Data were collected through semi-structured and fully structured interviews consisting of open-ended and closed structured questionnaires with the aim of gathering information on local knowledge of TB and HIV-1/AIDS. Those infected were interviewed to gather their experiential knowledge of TB and/or HIV-1/AIDS. The experiential knowledge is far from being theoretical, for it refers to personal experiences with the infections. The response rate was 100%, as those sampled were all interviewed.

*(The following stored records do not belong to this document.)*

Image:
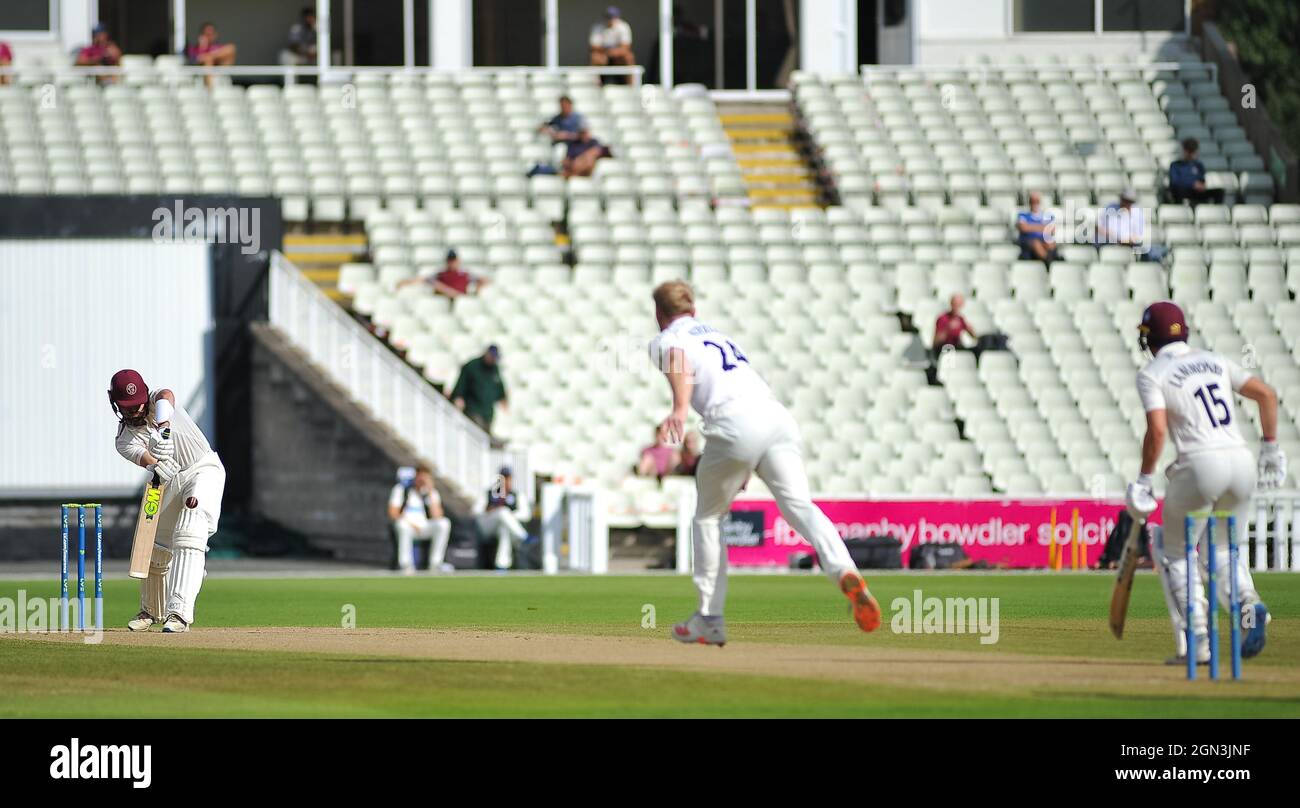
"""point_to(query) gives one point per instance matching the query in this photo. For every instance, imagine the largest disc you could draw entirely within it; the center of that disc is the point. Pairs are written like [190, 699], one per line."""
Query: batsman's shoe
[866, 611]
[1203, 654]
[702, 630]
[1255, 620]
[141, 622]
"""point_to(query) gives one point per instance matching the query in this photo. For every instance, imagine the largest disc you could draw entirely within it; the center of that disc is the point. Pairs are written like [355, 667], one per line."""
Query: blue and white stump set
[82, 517]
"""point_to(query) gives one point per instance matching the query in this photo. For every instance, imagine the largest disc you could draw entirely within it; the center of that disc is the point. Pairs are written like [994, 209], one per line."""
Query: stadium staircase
[772, 166]
[324, 464]
[321, 255]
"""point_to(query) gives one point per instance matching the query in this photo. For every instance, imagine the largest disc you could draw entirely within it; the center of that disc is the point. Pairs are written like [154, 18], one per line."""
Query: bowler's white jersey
[1196, 390]
[186, 437]
[719, 368]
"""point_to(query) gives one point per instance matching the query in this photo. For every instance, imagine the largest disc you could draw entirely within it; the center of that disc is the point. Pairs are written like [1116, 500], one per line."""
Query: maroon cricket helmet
[128, 390]
[1161, 324]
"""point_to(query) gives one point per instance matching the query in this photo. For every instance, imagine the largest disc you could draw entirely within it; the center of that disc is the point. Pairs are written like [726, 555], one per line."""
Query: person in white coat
[193, 483]
[416, 513]
[746, 431]
[1188, 395]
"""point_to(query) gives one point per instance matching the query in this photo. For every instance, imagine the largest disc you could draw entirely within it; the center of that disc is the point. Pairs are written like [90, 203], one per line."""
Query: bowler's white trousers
[757, 437]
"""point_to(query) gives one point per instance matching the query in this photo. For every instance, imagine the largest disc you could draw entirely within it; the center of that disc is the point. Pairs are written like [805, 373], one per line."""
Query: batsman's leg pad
[185, 580]
[1173, 581]
[154, 587]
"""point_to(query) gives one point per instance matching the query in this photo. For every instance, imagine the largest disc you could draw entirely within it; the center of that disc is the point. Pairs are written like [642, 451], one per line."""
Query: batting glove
[161, 448]
[1273, 465]
[165, 469]
[1140, 499]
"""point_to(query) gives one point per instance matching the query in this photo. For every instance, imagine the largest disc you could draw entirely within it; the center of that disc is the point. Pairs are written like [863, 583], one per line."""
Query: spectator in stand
[566, 125]
[658, 459]
[611, 44]
[302, 40]
[950, 326]
[415, 511]
[451, 281]
[102, 51]
[581, 155]
[5, 61]
[689, 457]
[208, 50]
[501, 517]
[1187, 178]
[480, 389]
[1122, 224]
[1036, 230]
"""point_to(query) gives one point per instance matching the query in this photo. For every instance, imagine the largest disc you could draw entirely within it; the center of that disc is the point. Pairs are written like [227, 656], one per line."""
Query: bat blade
[1125, 580]
[146, 528]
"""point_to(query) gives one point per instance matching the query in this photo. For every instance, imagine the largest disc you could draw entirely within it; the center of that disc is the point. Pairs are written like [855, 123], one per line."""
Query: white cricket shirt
[1196, 389]
[190, 443]
[720, 369]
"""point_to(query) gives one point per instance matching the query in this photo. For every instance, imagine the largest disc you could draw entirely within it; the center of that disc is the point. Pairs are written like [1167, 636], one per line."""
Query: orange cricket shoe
[866, 611]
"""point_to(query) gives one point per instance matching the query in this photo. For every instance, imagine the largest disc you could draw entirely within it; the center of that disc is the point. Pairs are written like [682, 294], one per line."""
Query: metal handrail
[290, 72]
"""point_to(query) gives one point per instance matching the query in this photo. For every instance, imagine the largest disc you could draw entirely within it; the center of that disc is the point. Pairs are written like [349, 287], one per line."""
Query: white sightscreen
[72, 313]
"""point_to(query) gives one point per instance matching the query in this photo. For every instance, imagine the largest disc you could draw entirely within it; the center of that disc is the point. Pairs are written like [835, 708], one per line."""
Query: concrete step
[753, 118]
[320, 255]
[778, 135]
[317, 259]
[306, 242]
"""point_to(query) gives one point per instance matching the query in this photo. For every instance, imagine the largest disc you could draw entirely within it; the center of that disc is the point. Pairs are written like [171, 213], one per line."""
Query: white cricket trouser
[438, 530]
[505, 525]
[1217, 479]
[762, 438]
[187, 517]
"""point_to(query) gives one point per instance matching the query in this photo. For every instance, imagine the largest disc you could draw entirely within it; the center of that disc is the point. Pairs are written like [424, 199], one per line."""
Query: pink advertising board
[1010, 533]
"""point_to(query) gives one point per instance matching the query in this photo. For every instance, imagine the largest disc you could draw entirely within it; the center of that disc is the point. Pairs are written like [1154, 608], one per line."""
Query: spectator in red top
[209, 51]
[5, 61]
[100, 51]
[658, 459]
[453, 281]
[950, 326]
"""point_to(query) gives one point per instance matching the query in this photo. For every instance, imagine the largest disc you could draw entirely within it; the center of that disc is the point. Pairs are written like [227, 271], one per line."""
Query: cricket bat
[147, 525]
[1125, 580]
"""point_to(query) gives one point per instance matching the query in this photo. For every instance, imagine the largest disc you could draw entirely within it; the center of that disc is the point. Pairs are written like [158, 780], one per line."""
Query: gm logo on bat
[151, 503]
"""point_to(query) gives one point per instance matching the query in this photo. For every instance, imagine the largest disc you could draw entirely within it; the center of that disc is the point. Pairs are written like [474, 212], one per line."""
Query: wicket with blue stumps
[82, 517]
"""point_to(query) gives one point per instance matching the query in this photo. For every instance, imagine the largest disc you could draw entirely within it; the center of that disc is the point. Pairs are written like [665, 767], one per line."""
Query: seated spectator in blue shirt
[1036, 229]
[1187, 178]
[1123, 224]
[581, 155]
[566, 125]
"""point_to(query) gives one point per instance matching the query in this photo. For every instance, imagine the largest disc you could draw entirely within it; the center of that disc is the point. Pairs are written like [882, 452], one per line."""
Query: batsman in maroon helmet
[193, 483]
[1190, 395]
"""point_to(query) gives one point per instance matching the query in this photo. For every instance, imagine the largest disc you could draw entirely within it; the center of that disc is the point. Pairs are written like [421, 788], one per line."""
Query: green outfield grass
[1060, 620]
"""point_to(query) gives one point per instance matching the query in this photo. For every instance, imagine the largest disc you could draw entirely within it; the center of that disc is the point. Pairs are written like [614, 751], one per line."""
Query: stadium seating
[930, 165]
[338, 151]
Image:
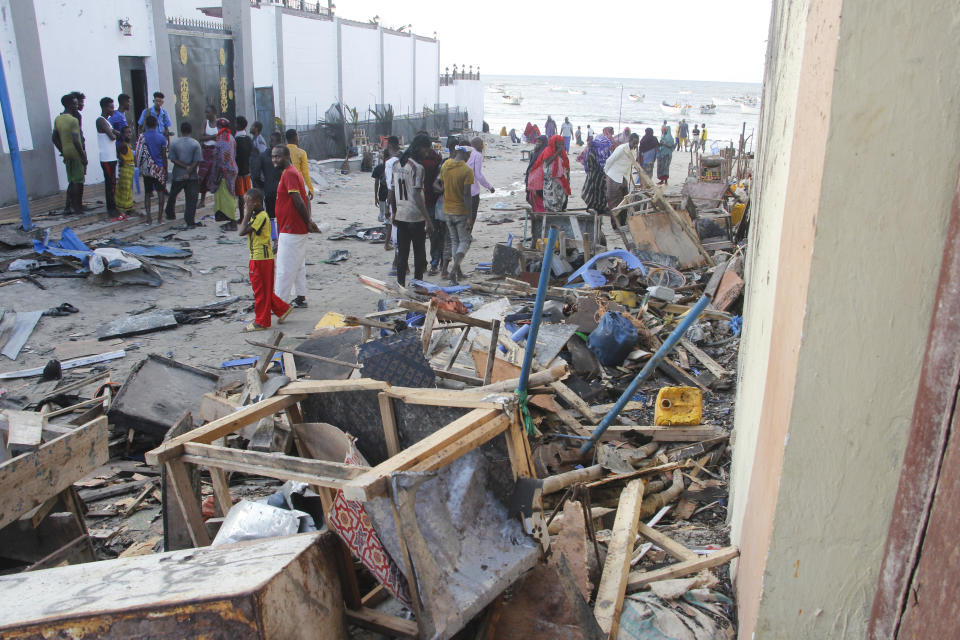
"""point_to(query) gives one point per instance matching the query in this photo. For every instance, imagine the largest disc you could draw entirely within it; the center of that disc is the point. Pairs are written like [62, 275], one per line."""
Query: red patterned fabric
[352, 524]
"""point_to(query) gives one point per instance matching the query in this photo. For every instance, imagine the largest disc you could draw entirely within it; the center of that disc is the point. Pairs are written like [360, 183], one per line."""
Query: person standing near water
[566, 130]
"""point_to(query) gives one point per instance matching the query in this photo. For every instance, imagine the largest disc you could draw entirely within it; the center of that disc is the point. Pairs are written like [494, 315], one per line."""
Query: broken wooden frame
[490, 416]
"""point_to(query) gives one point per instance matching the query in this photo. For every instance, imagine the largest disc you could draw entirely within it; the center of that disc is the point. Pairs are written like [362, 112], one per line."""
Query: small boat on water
[675, 109]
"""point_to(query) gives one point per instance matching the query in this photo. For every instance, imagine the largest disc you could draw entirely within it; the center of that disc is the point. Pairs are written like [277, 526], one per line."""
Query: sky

Additional data came from one focus group discussion, whose composition was gender sensitive, having an equal number of men and women who were members of the community healthcare committees in Kanamkemer and California villages. The focus group session yielded invaluable insights that not only complemented other research methods, but also enabled me to unearth some of the information that I was not able to obtain via normal interviewing and participant observation. It also brought forth the nuances and contradictions in the Turkana's understanding of TB and HIV-1/AIDS, later allowing me to triangulate the results with other data from other research methods to enhance the validity of my findings.
Further to this, I held both informal and formal conversations with the District Public Health Officer, the Turkana District AIDS and STIs Control Programme Co-ordinator, indigenous healers and biomedical practitioners at the outpatient TB Clinic, TB Manyatta and isolation wards.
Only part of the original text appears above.